Relationship Diagram

The following shows how the moisture variables connect to each other. Arrows indicate "computed from."

                        Temperature (T)
                             |
                    +--------+--------+
                    |                 |
                    v                 v
        Saturation Vapor         Potential
        Pressure: e_s(T)      Temperature: theta
                    |                 |
          +---------+---------+       |
          |         |         |       v
          v         v         v    Equiv. Potential
     Sat. Mixing  Frost    Bolton    Temp: theta_e
     Ratio: w_s   Point    T_LCL       ^
          |                   |         |
          |    Dewpoint (T_d) |    Mixing Ratio (w)
          |         |        |         ^
          |    +----+----+   |         |
          |    |         |   |    +----+----+
          |    v         v   |    |         |
          |  Vapor    Mixing |  Specific  Relative
          | Pressure  Ratio  |  Humidity  Humidity
          |  e=e_s(Td) (w)   |    (q)      (RH)
          |    |         |   |    ^ |       ^ |
          |    |    +----+---+    | |       | |
          |    |    |    |        | v       | v
          |    v    v    v        +---------+-+
          |   Psychrometric      q = w/(1+w)
          |   Vapor Pressure     w = q/(1-q)
          |   e = e_s(Tw) -      RH = w/w_s
          |     A*p*(T-Tw)       w = RH*w_s
          |
          +-------> Precipitable Water
          |         PW = (1/g) * integral(q dp)
          |
          +-------> Virtual Temperature
          |         T_v = T(1 + 0.61w)
          |              |
          |              +---> CAPE, Hypsometric Eq.
          |
          +-------> Wet Bulb Temperature
                    T_w via Normand's Rule:
                    Dry lift -> LCL -> Moist descent

Numerical Precision Notes

  1. Polynomial vs. exponential saturation vapor pressure: The Eschner polynomial (vappres) and Bolton exponential (saturation_vapor_pressure) agree to within ~0.1% across the range -40 C to +40 C. They are not interchangeable at the bit level, and different code paths use different versions for consistency with their upstream implementations (SHARPpy vs.
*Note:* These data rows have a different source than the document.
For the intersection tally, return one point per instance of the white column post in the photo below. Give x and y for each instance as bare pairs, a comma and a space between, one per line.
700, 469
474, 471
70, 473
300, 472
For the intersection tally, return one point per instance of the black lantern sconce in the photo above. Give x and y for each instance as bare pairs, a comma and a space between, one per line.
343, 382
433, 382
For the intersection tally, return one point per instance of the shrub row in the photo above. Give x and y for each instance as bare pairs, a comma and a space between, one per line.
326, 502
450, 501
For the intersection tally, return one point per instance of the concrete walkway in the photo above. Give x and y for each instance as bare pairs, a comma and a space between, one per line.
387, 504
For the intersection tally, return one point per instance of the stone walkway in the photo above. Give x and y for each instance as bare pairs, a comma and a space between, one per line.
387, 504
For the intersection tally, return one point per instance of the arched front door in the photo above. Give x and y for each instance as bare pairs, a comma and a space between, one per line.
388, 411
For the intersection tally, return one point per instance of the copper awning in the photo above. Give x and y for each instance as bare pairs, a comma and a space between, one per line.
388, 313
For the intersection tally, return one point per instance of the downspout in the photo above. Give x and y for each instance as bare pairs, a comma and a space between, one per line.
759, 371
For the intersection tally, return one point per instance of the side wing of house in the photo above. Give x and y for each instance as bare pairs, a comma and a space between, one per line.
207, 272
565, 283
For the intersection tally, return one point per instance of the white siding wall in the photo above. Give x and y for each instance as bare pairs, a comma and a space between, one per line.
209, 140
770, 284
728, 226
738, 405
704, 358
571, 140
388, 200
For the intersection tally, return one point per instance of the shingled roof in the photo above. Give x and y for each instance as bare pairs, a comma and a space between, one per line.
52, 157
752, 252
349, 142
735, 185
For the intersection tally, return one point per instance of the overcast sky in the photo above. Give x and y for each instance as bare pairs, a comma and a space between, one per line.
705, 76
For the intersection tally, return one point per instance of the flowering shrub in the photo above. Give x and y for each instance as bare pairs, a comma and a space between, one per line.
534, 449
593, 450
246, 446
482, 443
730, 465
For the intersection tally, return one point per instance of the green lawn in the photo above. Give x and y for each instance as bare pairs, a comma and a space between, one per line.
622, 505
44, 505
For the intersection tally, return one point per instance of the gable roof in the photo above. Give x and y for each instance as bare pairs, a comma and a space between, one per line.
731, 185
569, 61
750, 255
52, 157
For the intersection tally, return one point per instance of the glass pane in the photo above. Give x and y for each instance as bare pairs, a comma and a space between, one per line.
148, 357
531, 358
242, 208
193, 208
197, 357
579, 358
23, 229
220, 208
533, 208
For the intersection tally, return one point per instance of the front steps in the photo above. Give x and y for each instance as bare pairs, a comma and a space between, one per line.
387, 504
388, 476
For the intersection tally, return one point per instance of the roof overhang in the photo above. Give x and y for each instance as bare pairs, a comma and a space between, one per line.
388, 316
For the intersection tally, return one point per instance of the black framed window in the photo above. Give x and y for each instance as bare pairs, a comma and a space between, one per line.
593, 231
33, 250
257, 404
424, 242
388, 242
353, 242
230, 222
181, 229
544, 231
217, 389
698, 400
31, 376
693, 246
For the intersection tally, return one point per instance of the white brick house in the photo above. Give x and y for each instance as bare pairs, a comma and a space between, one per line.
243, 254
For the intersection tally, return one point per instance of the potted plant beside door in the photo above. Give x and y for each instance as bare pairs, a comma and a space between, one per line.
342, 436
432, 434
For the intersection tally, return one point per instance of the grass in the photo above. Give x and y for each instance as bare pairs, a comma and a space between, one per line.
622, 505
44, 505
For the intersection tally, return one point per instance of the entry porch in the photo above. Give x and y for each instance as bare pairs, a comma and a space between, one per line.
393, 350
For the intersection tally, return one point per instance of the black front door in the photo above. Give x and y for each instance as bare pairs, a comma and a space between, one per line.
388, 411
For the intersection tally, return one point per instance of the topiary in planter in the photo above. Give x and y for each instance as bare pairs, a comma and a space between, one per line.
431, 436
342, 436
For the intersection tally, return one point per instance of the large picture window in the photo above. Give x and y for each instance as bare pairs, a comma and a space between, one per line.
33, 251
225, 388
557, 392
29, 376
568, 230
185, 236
MetPy/Bolton).

  2. Newton-Raphson convergence: The satlift function uses a convergence threshold of 0.001 C with a maximum of 7 iterations. In practice, convergence is achieved in 3-5 iterations for typical atmospheric conditions.

  3. Wexler enhancement factor: The correction in mixratio is typically 1.003-1.005 and matters at the sub-percent level. It is included for fidelity with the SHARPpy implementation.
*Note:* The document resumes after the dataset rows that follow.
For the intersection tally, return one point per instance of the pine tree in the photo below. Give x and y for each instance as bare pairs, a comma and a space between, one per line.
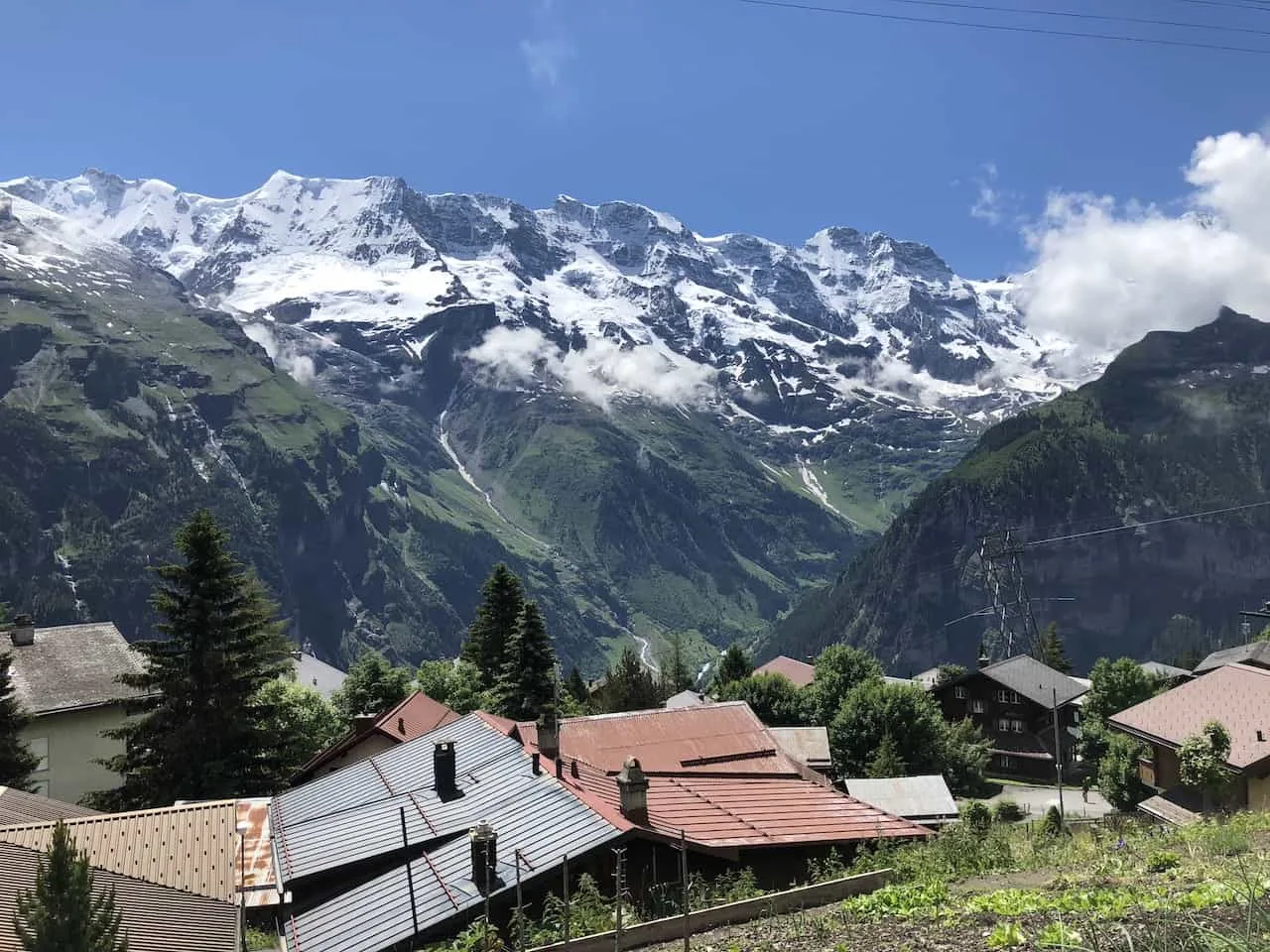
17, 762
887, 762
576, 687
495, 625
62, 914
1051, 652
529, 670
676, 673
734, 665
372, 687
200, 726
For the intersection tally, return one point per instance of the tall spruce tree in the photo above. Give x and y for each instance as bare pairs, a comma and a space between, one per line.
200, 729
527, 685
495, 625
62, 914
17, 762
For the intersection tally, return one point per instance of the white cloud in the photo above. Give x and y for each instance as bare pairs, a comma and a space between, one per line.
547, 55
1107, 272
597, 373
284, 356
987, 204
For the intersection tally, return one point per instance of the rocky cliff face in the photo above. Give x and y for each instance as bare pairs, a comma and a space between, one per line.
1176, 425
661, 430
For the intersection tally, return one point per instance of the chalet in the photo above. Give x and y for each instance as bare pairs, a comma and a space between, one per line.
1014, 702
1238, 697
66, 678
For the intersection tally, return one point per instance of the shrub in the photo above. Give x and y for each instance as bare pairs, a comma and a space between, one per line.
1162, 860
1007, 811
1053, 823
976, 816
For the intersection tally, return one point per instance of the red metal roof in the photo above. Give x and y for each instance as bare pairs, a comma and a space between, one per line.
725, 738
408, 720
1237, 694
798, 671
734, 812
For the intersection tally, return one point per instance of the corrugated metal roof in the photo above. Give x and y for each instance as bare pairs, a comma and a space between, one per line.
808, 746
1037, 682
361, 819
1255, 654
743, 812
73, 665
413, 717
1236, 694
724, 738
154, 918
18, 806
913, 797
798, 671
190, 848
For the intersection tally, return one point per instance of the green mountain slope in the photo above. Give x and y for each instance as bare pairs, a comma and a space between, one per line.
1180, 422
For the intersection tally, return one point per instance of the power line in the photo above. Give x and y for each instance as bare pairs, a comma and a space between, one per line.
1001, 27
1074, 14
1150, 522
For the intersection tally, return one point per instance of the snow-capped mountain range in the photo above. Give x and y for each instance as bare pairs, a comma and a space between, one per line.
801, 338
  4. Floating-point guards: The dewpoint function guards against e <= 0 (returns -273.15 C). The saturation_mixing_ratio function clamps output to >= 0 to prevent negative values when e_s > p (physically impossible but numerically possible at extreme extrapolations).
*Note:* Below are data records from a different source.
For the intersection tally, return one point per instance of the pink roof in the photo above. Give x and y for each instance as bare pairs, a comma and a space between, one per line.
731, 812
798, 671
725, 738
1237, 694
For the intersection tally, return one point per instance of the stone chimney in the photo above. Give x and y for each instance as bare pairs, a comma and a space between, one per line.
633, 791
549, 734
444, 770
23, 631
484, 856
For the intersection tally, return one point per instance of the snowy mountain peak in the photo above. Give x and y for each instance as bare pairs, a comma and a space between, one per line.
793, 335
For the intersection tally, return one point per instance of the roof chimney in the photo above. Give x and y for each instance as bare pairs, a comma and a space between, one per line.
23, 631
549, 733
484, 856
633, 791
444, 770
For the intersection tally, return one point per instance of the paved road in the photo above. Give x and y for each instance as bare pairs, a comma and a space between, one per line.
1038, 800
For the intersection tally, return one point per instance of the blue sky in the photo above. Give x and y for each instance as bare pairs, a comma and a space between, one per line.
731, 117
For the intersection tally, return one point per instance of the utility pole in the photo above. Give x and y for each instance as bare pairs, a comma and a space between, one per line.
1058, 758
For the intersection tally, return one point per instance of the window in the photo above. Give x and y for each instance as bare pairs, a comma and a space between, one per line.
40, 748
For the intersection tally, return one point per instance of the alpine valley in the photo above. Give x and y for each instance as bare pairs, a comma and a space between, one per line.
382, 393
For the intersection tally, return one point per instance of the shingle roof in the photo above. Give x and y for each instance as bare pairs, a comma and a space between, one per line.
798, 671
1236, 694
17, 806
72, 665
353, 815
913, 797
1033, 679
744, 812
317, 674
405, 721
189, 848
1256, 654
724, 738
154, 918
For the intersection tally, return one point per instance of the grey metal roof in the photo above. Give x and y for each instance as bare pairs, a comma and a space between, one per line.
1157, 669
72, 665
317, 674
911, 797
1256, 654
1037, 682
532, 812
  5. Unit discipline: Mixing ratio functions return g/kg in most cases, but specific humidity is always kg/kg. Internal calculations convert between the two. Virtual temperature calculations always convert mixing ratio to kg/kg before applying the 1 + 0.61w factor. Careless mixing of g/kg and kg/kg is a common source of factor-of-1000 errors.

  6. Precipitable water integration: Uses trapezoidal rule with model-level spacing. Accuracy depends on vertical resolution; typical NWP grids (40-80 levels) provide adequate resolution. Negative mixing ratios (numerical artifacts) are clamped to zero before integration.

  7. Temperature range of validity: The Bolton formula is most accurate for -35 C to +35 C. The Eschner polynomial is fitted across a wider range. Neither should be trusted below about -80 C (stratospheric conditions at very high altitudes).